The film reaches an emotional peak when David, who has cared for Sean at home, begs his lover to stop fighting for life. Emaciated and incontinent, Sean has lapsed into dementia. Mark Lamos’s superb delineation of Sean’s wit and sophistication makes the transformation particularly harrowing. David merely sits at Sean’s bedside, stroking his hair and repeating the words, “Just let go,” but Bruce Davison, a keen actor sadly known best for the rat epic Willard, makes the scene unbearably moving. He gives a performance of startling depth and conviction.
Lucas’s romantic fantasy Prelude to a Kiss – now on Broadway and easily the finest play of the season – has a similar scene of transformation. On her wedding day, a bride (strikingly acted by Mary-Louise Parker) finds her soul has migrated to the body of an old man dying of cancer. The groom (Timothy Hutton) now finds his “in sickness” vow sorely tested. Prelude never refers to AIDS, but Lucas is wrestling with the same theme: courage in love.

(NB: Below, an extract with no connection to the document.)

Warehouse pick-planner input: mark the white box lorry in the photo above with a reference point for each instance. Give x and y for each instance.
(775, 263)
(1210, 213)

Lucas and René are clearly major new film talents. But when Longtime Companion took the Audience Award at the United States Film Festival (sex, lies, and videotape won last year), some grumbled that the first movie about AIDS wasn’t the last word. Lucas never intended to cover all the ramifications; he simply wrote what he knew about the bravery shown by a community of white, middleclass New York homosexuals and their friends. Others carped about the false hopes raised by a penultimate fantasy scene in which the living and the dead gather to celebrate the discovery of a cure for AIDS. But the scene quickly reverts to reality. “I just want to be there,” says Willy, referring to a day when he could wake up and stop thinking, “Who’s sick now, who else is gone?” It’s a measure of the extraordinary achievement of Longtime Companion that it can dream with Willy without forgetting the effort and understanding still required to make that dream come true.